Bestselling author Amanda Craig’s latest novel is a cracking read.
Set against the backdrop of the Tuscan hills, ‘The Three Graces may occasionally teeter on the brink of riotous but it is also witty, sharp-eyed and, in the end, ridiculously enjoyable,’ says Christobel Kent in the Guardian.
This comedy of manners features three elderly expat women – with four breasts, five eyes and three hip replacements between them – determined to make more than the best of things.
It includes a number of characters from previous novels. But it’s not necessary to have read those books to enjoy The Three Graces to the full.
Set around a wedding in Tuscany, the novel tackles prejudice and inequality with the author’s customary gusto and comic incisiveness.

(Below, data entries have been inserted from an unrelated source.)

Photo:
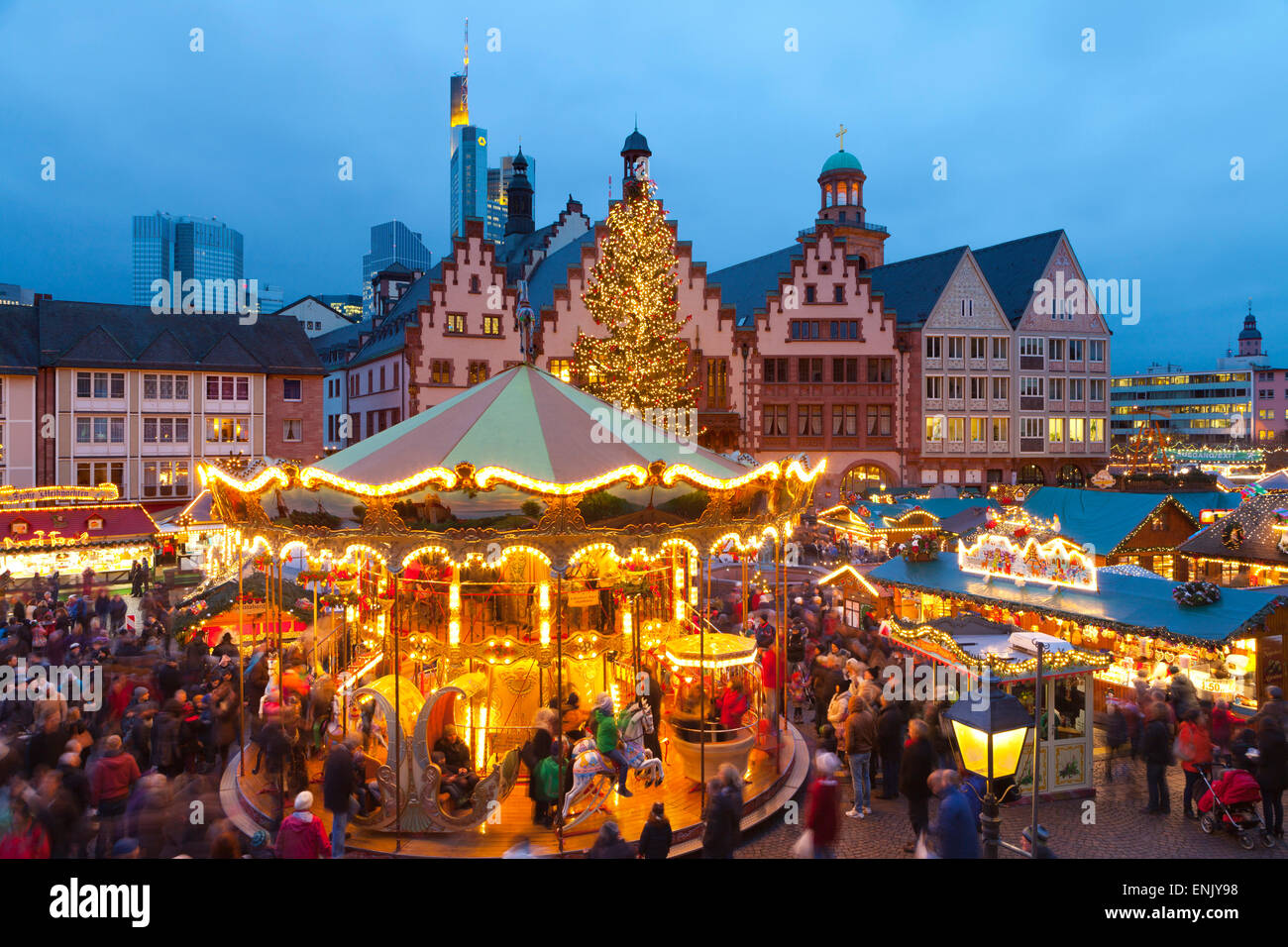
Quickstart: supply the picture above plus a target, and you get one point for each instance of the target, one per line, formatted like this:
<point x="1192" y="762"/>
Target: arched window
<point x="1031" y="475"/>
<point x="1070" y="475"/>
<point x="864" y="476"/>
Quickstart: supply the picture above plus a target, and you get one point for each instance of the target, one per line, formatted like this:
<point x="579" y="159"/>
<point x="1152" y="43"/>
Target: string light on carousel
<point x="492" y="571"/>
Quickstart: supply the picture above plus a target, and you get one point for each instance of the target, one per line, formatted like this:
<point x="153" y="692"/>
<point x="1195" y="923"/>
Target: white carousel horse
<point x="589" y="764"/>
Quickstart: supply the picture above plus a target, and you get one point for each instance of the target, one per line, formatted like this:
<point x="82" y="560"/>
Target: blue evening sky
<point x="1128" y="149"/>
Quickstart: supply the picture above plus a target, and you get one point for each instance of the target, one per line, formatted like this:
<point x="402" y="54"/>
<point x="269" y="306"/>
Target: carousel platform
<point x="253" y="804"/>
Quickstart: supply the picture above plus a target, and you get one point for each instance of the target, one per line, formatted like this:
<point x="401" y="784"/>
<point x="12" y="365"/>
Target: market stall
<point x="43" y="540"/>
<point x="1229" y="641"/>
<point x="969" y="650"/>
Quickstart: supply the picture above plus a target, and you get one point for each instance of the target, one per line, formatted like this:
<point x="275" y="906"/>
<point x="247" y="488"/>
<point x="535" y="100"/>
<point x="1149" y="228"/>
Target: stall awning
<point x="1126" y="603"/>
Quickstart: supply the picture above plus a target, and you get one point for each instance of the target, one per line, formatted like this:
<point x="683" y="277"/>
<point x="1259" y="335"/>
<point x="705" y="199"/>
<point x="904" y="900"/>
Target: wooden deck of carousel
<point x="252" y="804"/>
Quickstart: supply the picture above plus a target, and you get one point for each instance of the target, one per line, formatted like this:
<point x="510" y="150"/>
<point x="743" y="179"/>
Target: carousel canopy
<point x="527" y="421"/>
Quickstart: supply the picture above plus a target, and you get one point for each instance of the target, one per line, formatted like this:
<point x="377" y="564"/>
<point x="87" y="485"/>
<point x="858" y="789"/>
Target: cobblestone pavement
<point x="1108" y="826"/>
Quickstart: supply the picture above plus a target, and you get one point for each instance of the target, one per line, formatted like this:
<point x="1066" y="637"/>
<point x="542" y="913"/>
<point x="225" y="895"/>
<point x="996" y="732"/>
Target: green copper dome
<point x="841" y="161"/>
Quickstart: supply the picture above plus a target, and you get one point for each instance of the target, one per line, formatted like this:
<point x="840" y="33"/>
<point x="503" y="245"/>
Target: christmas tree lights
<point x="632" y="294"/>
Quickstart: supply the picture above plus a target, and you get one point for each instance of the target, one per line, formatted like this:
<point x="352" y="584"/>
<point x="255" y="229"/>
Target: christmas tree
<point x="642" y="365"/>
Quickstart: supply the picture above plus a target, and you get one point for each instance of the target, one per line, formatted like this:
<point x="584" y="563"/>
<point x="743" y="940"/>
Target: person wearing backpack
<point x="1157" y="749"/>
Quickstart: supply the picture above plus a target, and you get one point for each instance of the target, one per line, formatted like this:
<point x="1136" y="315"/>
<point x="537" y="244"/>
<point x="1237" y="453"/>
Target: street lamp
<point x="991" y="736"/>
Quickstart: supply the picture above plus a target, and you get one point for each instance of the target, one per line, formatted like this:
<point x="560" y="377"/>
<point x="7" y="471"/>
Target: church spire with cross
<point x="840" y="185"/>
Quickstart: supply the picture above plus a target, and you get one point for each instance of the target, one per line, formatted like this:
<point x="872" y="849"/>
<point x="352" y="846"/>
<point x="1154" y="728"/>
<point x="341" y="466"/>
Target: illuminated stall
<point x="966" y="650"/>
<point x="501" y="539"/>
<point x="67" y="540"/>
<point x="1229" y="641"/>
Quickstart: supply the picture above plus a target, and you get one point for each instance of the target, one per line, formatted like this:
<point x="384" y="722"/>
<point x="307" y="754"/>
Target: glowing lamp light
<point x="991" y="735"/>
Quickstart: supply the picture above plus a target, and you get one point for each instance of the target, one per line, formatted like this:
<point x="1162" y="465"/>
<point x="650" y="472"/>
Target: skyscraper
<point x="390" y="243"/>
<point x="192" y="247"/>
<point x="153" y="253"/>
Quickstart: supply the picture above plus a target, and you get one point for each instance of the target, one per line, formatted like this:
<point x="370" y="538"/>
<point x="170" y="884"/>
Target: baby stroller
<point x="1232" y="802"/>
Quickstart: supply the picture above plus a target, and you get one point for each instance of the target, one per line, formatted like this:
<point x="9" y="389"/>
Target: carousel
<point x="524" y="548"/>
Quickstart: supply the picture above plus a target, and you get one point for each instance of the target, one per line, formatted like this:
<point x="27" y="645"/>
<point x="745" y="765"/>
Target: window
<point x="559" y="368"/>
<point x="809" y="420"/>
<point x="845" y="420"/>
<point x="717" y="381"/>
<point x="99" y="431"/>
<point x="91" y="474"/>
<point x="226" y="431"/>
<point x="101" y="384"/>
<point x="165" y="431"/>
<point x="227" y="388"/>
<point x="845" y="369"/>
<point x="165" y="478"/>
<point x="773" y="420"/>
<point x="165" y="386"/>
<point x="880" y="420"/>
<point x="809" y="369"/>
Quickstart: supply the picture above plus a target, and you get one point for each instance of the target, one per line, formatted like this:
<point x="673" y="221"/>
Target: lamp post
<point x="746" y="407"/>
<point x="991" y="735"/>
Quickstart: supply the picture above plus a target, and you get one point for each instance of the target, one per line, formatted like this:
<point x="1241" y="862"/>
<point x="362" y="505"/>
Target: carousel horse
<point x="589" y="764"/>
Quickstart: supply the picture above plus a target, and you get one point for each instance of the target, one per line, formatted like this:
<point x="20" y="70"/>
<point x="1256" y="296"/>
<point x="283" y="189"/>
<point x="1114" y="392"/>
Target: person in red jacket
<point x="301" y="834"/>
<point x="820" y="812"/>
<point x="111" y="781"/>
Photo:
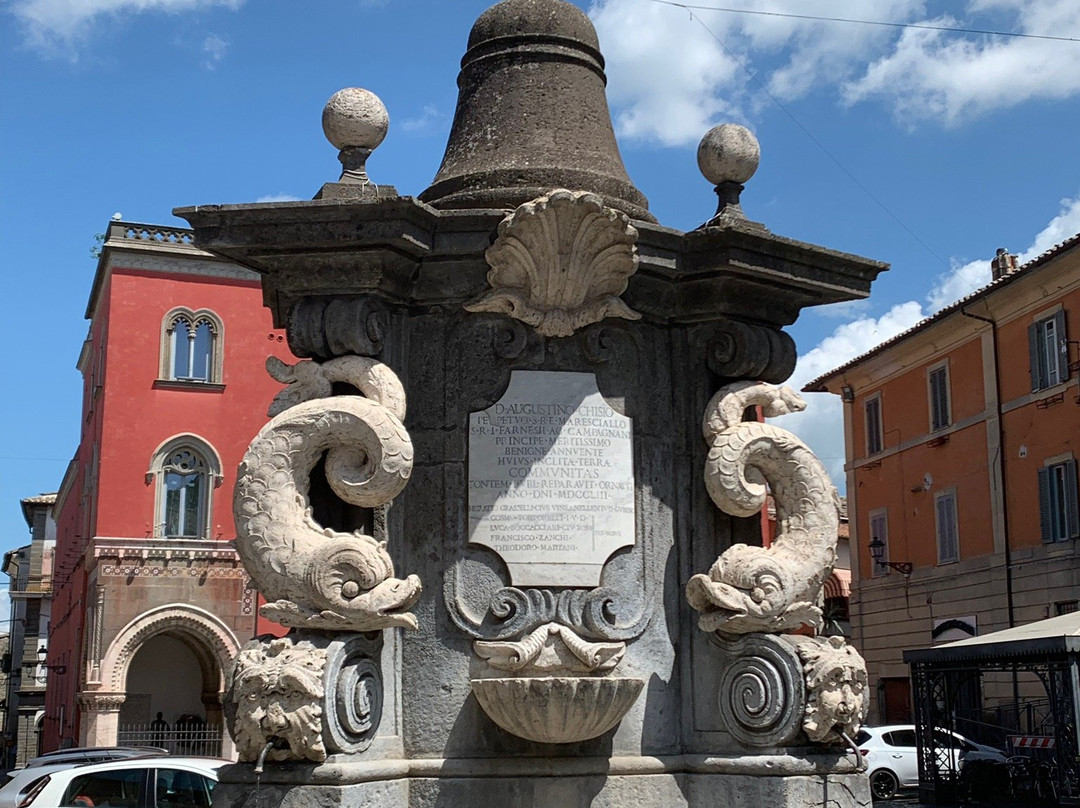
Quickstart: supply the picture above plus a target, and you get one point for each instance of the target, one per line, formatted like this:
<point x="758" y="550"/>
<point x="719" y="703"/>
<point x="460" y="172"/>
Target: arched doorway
<point x="170" y="678"/>
<point x="170" y="660"/>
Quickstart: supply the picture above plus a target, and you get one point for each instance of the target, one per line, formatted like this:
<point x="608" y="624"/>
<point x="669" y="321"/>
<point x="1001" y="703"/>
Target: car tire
<point x="883" y="784"/>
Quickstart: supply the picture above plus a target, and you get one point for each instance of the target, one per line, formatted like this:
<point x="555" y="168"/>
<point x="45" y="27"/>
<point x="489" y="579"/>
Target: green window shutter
<point x="1062" y="354"/>
<point x="1045" y="507"/>
<point x="1071" y="506"/>
<point x="1038" y="380"/>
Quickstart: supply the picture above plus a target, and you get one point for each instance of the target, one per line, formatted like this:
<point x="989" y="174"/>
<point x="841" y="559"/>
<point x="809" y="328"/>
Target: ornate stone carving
<point x="559" y="263"/>
<point x="551" y="648"/>
<point x="315" y="577"/>
<point x="324" y="327"/>
<point x="277" y="697"/>
<point x="98" y="702"/>
<point x="601" y="614"/>
<point x="307" y="695"/>
<point x="556" y="709"/>
<point x="741" y="350"/>
<point x="310" y="380"/>
<point x="751" y="589"/>
<point x="837" y="698"/>
<point x="353" y="692"/>
<point x="761" y="695"/>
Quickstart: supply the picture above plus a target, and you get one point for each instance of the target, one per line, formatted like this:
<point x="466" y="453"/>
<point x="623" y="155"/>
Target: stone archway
<point x="212" y="642"/>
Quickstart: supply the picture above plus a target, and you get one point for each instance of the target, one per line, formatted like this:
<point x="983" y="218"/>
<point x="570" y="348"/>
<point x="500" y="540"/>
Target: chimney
<point x="1003" y="264"/>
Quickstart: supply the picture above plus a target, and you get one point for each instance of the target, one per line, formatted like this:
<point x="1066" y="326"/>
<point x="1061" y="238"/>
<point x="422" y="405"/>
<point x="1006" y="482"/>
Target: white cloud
<point x="54" y="26"/>
<point x="214" y="49"/>
<point x="954" y="78"/>
<point x="671" y="79"/>
<point x="821" y="425"/>
<point x="1065" y="225"/>
<point x="423" y="122"/>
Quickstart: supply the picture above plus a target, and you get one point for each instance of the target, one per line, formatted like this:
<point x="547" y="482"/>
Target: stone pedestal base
<point x="592" y="791"/>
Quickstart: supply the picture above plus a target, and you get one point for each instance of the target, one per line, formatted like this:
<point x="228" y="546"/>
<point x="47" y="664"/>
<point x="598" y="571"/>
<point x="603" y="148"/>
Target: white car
<point x="144" y="782"/>
<point x="892" y="758"/>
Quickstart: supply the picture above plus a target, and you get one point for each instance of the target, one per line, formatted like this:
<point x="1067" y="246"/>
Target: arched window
<point x="186" y="470"/>
<point x="191" y="346"/>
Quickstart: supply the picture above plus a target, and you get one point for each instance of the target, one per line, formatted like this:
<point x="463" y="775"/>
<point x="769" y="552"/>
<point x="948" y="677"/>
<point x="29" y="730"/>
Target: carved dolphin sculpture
<point x="752" y="589"/>
<point x="315" y="577"/>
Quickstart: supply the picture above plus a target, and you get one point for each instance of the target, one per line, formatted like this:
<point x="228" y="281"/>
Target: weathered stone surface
<point x="561" y="263"/>
<point x="531" y="79"/>
<point x="390" y="277"/>
<point x="551" y="480"/>
<point x="751" y="589"/>
<point x="557" y="709"/>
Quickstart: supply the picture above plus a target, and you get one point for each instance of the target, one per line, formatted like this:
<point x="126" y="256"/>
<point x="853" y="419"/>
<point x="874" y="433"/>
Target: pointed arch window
<point x="191" y="345"/>
<point x="186" y="470"/>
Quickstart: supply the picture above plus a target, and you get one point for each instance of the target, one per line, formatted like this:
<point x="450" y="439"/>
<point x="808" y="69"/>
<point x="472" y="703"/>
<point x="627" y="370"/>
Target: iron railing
<point x="200" y="739"/>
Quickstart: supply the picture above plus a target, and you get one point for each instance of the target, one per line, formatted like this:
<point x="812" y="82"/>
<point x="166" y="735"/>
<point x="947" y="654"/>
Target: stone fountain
<point x="524" y="392"/>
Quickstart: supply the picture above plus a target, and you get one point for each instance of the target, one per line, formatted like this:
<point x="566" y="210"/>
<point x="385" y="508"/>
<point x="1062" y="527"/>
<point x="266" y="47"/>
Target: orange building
<point x="150" y="601"/>
<point x="961" y="438"/>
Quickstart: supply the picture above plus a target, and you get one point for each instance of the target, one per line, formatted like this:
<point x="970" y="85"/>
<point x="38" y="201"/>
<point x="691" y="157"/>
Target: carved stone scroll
<point x="752" y="589"/>
<point x="315" y="577"/>
<point x="551" y="648"/>
<point x="307" y="695"/>
<point x="559" y="263"/>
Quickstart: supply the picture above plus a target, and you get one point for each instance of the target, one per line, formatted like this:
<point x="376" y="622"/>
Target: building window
<point x="185" y="470"/>
<point x="1058" y="510"/>
<point x="874" y="435"/>
<point x="1049" y="351"/>
<point x="948" y="542"/>
<point x="191" y="347"/>
<point x="879" y="532"/>
<point x="940" y="415"/>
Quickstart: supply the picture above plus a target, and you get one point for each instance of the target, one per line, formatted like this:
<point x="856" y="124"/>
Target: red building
<point x="150" y="601"/>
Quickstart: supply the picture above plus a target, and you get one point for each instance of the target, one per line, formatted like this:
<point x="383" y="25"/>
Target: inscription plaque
<point x="551" y="479"/>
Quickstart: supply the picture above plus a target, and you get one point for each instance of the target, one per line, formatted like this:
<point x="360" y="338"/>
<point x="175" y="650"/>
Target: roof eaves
<point x="818" y="385"/>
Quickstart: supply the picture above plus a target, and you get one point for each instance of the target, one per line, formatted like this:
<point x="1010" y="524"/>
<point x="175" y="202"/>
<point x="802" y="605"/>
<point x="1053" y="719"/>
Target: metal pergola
<point x="1050" y="651"/>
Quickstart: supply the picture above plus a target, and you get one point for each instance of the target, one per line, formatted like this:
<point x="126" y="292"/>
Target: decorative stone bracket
<point x="305" y="696"/>
<point x="559" y="263"/>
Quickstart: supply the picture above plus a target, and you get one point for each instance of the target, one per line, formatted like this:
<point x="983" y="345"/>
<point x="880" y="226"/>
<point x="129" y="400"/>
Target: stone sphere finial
<point x="354" y="121"/>
<point x="728" y="153"/>
<point x="728" y="156"/>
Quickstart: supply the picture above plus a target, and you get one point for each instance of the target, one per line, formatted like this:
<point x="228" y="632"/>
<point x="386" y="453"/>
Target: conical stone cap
<point x="532" y="115"/>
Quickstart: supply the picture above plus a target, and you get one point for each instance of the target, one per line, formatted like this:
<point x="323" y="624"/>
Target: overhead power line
<point x="806" y="131"/>
<point x="922" y="26"/>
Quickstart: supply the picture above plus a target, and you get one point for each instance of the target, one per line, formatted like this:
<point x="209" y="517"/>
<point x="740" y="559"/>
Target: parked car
<point x="21" y="781"/>
<point x="93" y="754"/>
<point x="137" y="782"/>
<point x="892" y="758"/>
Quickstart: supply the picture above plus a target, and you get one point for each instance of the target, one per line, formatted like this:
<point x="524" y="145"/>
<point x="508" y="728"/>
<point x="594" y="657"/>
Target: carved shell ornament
<point x="752" y="589"/>
<point x="315" y="577"/>
<point x="559" y="263"/>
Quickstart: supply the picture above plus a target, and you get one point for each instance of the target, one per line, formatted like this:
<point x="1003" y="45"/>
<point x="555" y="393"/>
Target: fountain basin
<point x="557" y="709"/>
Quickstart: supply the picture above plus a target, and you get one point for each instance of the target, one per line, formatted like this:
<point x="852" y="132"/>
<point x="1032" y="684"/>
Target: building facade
<point x="151" y="601"/>
<point x="961" y="440"/>
<point x="30" y="571"/>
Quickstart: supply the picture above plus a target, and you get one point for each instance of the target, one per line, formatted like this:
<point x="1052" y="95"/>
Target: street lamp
<point x="43" y="677"/>
<point x="877" y="551"/>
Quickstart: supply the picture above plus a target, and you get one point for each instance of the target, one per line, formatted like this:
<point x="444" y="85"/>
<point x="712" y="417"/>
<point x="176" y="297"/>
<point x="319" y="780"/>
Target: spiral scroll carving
<point x="354" y="682"/>
<point x="761" y="692"/>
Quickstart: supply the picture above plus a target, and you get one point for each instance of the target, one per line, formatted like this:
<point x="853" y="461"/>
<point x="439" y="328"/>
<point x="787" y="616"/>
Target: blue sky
<point x="922" y="148"/>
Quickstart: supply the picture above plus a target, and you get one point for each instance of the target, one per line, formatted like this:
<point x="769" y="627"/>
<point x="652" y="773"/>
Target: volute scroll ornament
<point x="315" y="577"/>
<point x="752" y="589"/>
<point x="559" y="263"/>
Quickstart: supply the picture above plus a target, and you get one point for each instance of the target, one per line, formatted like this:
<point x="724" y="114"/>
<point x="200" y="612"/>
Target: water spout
<point x="262" y="755"/>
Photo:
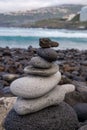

Craig, who grew up in Italy and studied English at Cambridge, is known for her cycle of interconnected novels which deal with contemporary British society. She is a leading proponent of the social novel, her multi-stranded approach compared to that of Anthony Trollope and Charles Dickens.
Says Allison Pearson in The Sunday Telegraph: ‘She has everything you look for in a major writer: wit, indignation, an ear for the telling phrase and an unflagging attention to all the individual choices by which we define ourselves – where we stand as a society and how we decline and fall.’
In a recent interview in the Telegraph, Craig laments the devaluing of the arts in education and a publishing industry that increasingly favours the young.
‘I left my first agent 25 years ago because they told me, “we regard men as the prize winners and women as the cash cows”. I mean, good grief. And chick lit has been disastrous for women because if you were a female author it was assumed that would be all you would write. You weren’t allowed to be a serious novelist. For years, I had a reputation with publishers for being difficult over the covers of my books: if there was any trace of pink on them, I’d immediately say no.’
She is at BridLit on Friday 10 November at Bridport Arts Centre at 12 noon, where she will be in conversation with locally based writer Celia Brayfield, who will be giving her own talk at the Bull Hotel ballroom on Wednesday 8 November 2023 at 10.30am on Writing Black Beauty: Anna Sewell and the Story of Animal Rights.
Sewell grew up in Victorian London, permanently disabled from an early age fall. Rejecting the life of an invalid, she developed a remarkable empathy with horses.
Rebellious and independent minded, empowered by women writers, activists and abolitionists, she wrote Black Beauty, published after her death, which became a beacon for the animal welfare movement.